Returning to Lasquenet-sous-Tannes is like returning to a favourite French village after many years. Vianne Rocher's chocolaterie is still there in the village square, along with Narcisse's flower shop and Francis Reynaud's church, but a chill wind is blowing and snow is falling from the clear blue sky. Someone will be dead before dawn. This is how Joanne Harris starts her fourth novel in the series, The Strawberry Thief, which began with Chocolat twenty years ago.
It is Narcisse who has died, leaving his valuable woodland to Rosette, Vianne's strange youngest daughter who is only sixteen years old, much to the disgust of Narcisse's daughter, Michèle.
He used to call Rosette his Strawberry Thief because she would eat his wild strawberries, but Michèle can't understand why he should leave her the land.
This story is told from the points of view of Vianne, Rosette, and Reynaud, and also through a confession that Narcisse has written to him before his death, whilst Morgane Dubois arrives to open a new business in Narcisse's empty shop.
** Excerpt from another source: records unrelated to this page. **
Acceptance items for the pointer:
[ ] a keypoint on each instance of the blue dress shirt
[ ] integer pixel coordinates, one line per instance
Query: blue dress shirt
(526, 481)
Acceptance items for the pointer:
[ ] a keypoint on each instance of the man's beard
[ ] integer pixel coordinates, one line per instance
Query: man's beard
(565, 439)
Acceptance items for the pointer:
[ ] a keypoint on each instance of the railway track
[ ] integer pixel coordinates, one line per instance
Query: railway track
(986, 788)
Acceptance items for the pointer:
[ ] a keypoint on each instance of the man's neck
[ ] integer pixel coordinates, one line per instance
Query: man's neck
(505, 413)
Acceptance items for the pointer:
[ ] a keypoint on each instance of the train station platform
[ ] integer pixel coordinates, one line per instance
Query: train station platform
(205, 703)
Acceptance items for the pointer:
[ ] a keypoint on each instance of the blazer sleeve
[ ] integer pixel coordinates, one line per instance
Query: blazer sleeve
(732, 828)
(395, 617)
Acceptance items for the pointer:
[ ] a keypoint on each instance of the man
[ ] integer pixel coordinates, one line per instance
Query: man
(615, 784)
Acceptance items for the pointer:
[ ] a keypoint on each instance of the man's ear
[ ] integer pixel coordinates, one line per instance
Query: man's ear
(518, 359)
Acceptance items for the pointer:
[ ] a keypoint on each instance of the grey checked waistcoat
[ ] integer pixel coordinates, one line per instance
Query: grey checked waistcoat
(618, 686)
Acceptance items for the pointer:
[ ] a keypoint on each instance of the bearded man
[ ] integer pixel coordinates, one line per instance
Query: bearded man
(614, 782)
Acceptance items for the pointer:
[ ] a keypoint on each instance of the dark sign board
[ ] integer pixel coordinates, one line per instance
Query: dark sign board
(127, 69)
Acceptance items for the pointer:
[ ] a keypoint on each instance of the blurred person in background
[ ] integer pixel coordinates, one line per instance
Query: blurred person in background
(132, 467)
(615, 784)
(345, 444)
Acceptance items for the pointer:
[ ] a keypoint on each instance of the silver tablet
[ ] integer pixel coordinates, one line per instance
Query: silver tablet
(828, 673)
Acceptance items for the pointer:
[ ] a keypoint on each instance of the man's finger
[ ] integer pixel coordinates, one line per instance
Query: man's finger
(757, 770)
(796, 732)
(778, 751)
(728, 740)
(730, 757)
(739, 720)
But who is she and what does she want?
Mysteries abound as the wind changes, forcing changes in the lives of those living in Lasquenet, and revealing many parallels between them.
This another wonderful mysterious, magical novel about this entrancing place and its people and I really enjoyed it so much that I think I will go back and, starting with Chocolat, read the series all over again.